Terry Harrak knows what it's like to be harangued by creditors for medical bills she incurred before she even understood that being emancipated from the state system meant losing health benefits. As she views it, she was abandoned twice. First by an abusive father who couldn't even care for her and then by the foster care system.

"At 18," she told the senators, "I was homeless and hopeless."

In Harrak's case, the Residential Youth Services of Alexandria, Virginia interceded and taught the foundering teenager necessary survival skills through its LIFT program-Living Independently for Tomorrow-an apartment-based, independent living service designed to help youth ages 17-21 transition from homelessness or foster care to self-sufficiency.

"We're the strong ones, the survivors," Harrak told senators. Most teenagers released unprepared from the foster care system don't get their lives together enough to function independently, much less venture to Capitol Hill to talk about it.

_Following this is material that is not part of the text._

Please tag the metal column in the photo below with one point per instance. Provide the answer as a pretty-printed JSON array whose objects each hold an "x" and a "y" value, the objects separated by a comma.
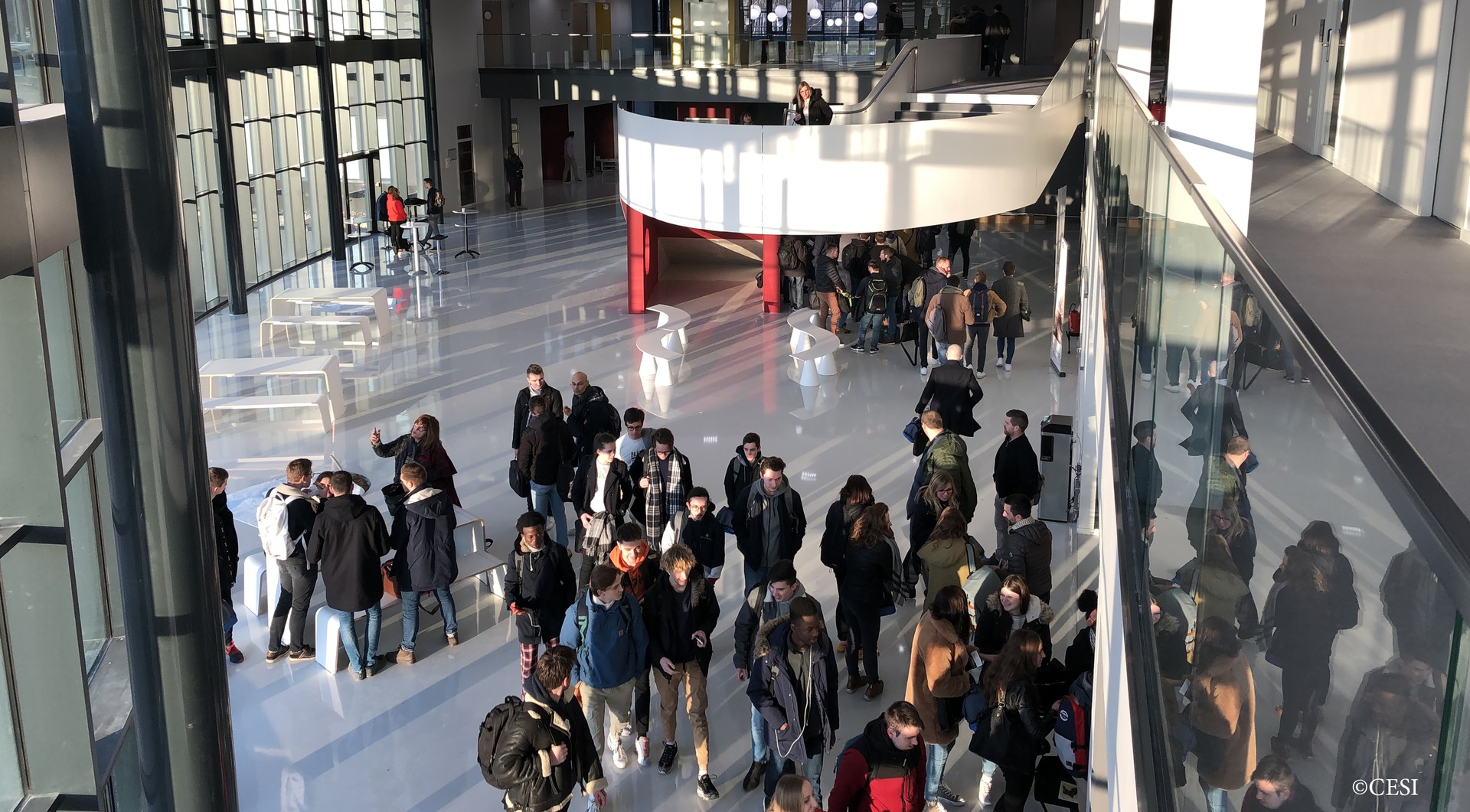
[{"x": 118, "y": 113}]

Jerry Foxhoven, a trial attorney and child advocate, encapsulated the irony of our nation's systems: "We don't let people out of prison without the skills to live independently because we don't want to see them back in the system. Yet these are offenders, not victims."

Foxhoven posed the question, "If we don't do it to criminals, why do we do it to our kids?"


Susan Kellam has an extensive 25-year career in journalism and social policy, including editorial positions at Rolling Stone magazine and Congressional Quarterly and as communications director at the American Public Welfare Association. She is currently a free-lance writer.